The Psychology of Morbid Curiosity
Psychologists have a term for our attraction to disturbing content: morbid curiosity. Far from being a flaw, it is now understood as an adaptive trait with deep evolutionary roots. "Curiosity about threatening situations helps us learn about them without directly experiencing them," explains Dr. Coltan Scrivner, who specialises in this area. In ancestral environments, understanding how predators or rivals acted could be lifesaving. True crime is a safe way to gather intelligence about the darkest edges of human behaviour.
Research published in Personality and Individual Differences found that individuals high in morbid curiosity also scored higher on openness to experience — not a sign of dysfunction, but of an information-hungry mind.
The Safety of the Narrative Frame
True crime delivers fear in a controlled package. Unlike real danger, a podcast has an off button. The threat activates our stress response but remains contained — what psychologists call benign masochism. It delivers adrenaline and cognitive engagement without genuine risk.

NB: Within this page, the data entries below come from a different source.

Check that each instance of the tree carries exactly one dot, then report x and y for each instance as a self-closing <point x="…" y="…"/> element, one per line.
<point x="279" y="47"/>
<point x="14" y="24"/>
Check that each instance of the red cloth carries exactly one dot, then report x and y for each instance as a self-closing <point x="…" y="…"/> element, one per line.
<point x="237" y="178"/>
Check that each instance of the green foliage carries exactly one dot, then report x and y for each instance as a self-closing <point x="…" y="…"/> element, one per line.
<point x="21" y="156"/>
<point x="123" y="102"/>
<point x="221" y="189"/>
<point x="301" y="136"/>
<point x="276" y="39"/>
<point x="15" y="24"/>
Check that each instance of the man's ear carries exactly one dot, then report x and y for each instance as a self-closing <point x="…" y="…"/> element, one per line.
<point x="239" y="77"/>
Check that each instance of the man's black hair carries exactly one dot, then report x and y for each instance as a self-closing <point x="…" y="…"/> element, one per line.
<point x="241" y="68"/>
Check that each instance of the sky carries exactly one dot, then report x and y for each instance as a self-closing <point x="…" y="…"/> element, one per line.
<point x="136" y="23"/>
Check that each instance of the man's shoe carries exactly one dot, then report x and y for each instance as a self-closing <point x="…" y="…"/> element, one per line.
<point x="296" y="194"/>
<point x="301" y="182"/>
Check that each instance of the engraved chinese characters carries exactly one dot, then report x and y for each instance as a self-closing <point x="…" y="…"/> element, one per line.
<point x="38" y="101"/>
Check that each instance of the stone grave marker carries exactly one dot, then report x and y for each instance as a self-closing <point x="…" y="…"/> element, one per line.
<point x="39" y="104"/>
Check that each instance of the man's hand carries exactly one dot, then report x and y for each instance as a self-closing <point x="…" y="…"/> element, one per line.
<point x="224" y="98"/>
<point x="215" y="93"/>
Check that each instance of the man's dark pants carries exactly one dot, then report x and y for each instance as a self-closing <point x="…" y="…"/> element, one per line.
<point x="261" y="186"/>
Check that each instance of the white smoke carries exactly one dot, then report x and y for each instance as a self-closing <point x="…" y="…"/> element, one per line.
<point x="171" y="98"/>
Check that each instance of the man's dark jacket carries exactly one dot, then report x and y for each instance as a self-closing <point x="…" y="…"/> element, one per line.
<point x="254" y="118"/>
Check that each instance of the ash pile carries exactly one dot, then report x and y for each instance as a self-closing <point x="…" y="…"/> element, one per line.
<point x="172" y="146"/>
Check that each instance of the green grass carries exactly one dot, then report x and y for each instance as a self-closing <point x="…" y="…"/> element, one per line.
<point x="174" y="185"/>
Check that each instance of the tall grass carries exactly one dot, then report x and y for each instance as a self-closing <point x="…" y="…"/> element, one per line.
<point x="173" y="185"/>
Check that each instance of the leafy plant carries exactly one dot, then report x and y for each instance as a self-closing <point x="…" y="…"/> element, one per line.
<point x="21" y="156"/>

Research on mystery enjoyment suggests we are deeply motivated by epistemic closure — the need for answers. True crime feeds this drive relentlessly, especially in episodic formats that dole out revelations over weeks.
Who's Really Listening?
Studies estimate women make up roughly 70 percent of true crime podcast listeners. One explanation is practical: researchers suggest women consume this content partly as risk assessment — learning how predators select victims and what warning signs look like. Another theory centres on empathy: true crime's focus on victims activates stronger empathetic responses. A third is sociological: it offers space to process fears about gendered violence.
The Killer's Perspective
A recurring element of the genre is its attempt to humanise perpetrators — drawing criticism from victim advocates who argue it glamorises those who caused the most harm. A growing body of trauma-informed research warns against content that reduces victims to plot devices. Some families have described productions made without their consent as deeply retraumatising.
When Obsession Crosses a Line
The wrongful identification of suspects by amateur online communities represents the genre's most troubling failure mode. The drive for closure that makes true crime satisfying can, in uncontrolled environments, produce mob dynamics that harm innocent people.
The Ethics of Entertainment
The best true crime — work like Serial or In the Dark — uses the format to illuminate systemic failures in policing and justice, contributing to overturned convictions and changed laws. At its most valuable, it is accountability journalism.
As the genre matures, producers and consumers are reckoning with what responsible true crime looks like. The darkness is real. The curiosity is human. What we do with both is up to us.